Wednesday, October 09, 2002

Profiteers of the Warfare State




Larry Ellison has an idea. The relentlessly self-promoting CEO of Oracle Corp., a Silicon Valley software company famous for its ability to grab government contracts, envisions post-September 11 America as a country where everyone walks around with a "smart card." Days after the terrorist attacks, the opportunistic Ellison was all over the media claiming that "We need a national ID card with our photograph and thumbprint digitized and embedded in the ID card."

Naturally, it would all be backed up by an Oracle database. And, of course, he will do it for free—at least until the first inevitable "upgrade."

The only way to protect ourselves from terrorists is to "ensure that all the information in myriad government databases was integrated into a single national file," says Ellison. Oh, and we should not worry about the government intruding where it is not supposed to, because privacy is so pre-September 11: "Well, this privacy you're concerned about is largely an illusion," Ellison told news anchor Hank Plante of San Francisco's KPIX-TV shortly after September 11. "All you have to give up is your illusions, not any of your privacy.
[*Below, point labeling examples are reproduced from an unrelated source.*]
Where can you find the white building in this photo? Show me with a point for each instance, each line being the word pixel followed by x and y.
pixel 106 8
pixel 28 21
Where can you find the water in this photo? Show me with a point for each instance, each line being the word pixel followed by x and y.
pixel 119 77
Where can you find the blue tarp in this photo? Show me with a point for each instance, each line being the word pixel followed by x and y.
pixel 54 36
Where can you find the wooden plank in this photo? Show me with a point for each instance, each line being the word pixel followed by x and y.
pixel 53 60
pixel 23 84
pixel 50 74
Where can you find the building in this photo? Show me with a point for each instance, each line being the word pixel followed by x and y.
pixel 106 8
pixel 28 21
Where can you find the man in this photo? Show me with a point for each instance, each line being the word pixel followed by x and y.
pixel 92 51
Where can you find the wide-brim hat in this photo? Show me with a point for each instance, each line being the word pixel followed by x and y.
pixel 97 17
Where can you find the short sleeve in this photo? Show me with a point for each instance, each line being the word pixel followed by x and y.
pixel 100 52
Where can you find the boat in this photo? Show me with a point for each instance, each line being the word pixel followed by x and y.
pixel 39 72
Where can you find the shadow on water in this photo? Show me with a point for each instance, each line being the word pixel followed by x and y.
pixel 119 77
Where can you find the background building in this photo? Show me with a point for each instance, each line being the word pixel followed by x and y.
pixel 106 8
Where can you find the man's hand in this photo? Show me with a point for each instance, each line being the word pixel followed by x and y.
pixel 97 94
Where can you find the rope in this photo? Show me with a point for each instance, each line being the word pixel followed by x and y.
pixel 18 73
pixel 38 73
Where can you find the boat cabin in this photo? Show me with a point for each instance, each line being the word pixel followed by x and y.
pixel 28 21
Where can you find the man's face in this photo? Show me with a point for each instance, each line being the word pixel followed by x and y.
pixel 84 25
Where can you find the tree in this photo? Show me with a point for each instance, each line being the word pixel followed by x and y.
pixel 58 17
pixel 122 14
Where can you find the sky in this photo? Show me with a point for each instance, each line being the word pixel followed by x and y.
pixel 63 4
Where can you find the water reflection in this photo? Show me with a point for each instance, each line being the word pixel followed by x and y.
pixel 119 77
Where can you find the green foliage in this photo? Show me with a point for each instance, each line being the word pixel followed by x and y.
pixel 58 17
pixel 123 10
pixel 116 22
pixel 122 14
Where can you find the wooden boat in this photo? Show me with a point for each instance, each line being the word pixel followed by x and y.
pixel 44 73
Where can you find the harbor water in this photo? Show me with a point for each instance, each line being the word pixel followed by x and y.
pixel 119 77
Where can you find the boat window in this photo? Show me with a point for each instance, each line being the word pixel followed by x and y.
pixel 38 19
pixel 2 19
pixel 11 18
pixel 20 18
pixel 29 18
Right now, you can go onto the Internet and get a credit report about your neighbor and find out where your neighbor works, how much they [sic] earn and if they [sic] had a late mortgage payment and tons of other information."
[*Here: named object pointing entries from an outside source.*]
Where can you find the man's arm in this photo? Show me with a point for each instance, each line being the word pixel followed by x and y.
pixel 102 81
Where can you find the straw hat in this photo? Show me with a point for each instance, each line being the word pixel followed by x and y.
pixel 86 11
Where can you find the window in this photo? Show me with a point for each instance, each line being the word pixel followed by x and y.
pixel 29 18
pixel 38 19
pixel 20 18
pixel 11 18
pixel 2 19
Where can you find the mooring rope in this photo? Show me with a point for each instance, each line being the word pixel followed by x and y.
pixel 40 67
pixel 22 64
We are all serfs now, anyway, so why not wear the slave collar and be done with it? It is an interesting argument to make, and oddly compelling—but not to real Americans, who never were serfs and never will be.
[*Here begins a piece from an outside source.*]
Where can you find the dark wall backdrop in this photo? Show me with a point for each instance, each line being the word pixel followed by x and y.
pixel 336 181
We have been so busy worrying about Big Brother snooping, says Ellison, that "we've made it impossible for the government to protect us." That's right: It is our fault that the FBI obstructed its own terror investigation and failed to detect a terrorist plot more than five years in the making. Besides, all this anxiety about such archaic abstractions as "liberty" and "privacy" is rather dated. "Two hundred years ago, Thomas Jefferson warned us that our liberties were at risk unless we exercised 'eternal vigilance,'" writes Ellison in the War Street Journal—but "Jefferson lived in an age of aristocrats and monarchs."

We, on the other hand, live in a age of yuppies and demagogues, when such old-fashioned niceties as individual liberty and the right to be left alone have long since ceased to exist. Welcome to the new world, the world according to Larry Ellison; and please, put on your slave bracelet—it is for your own protection.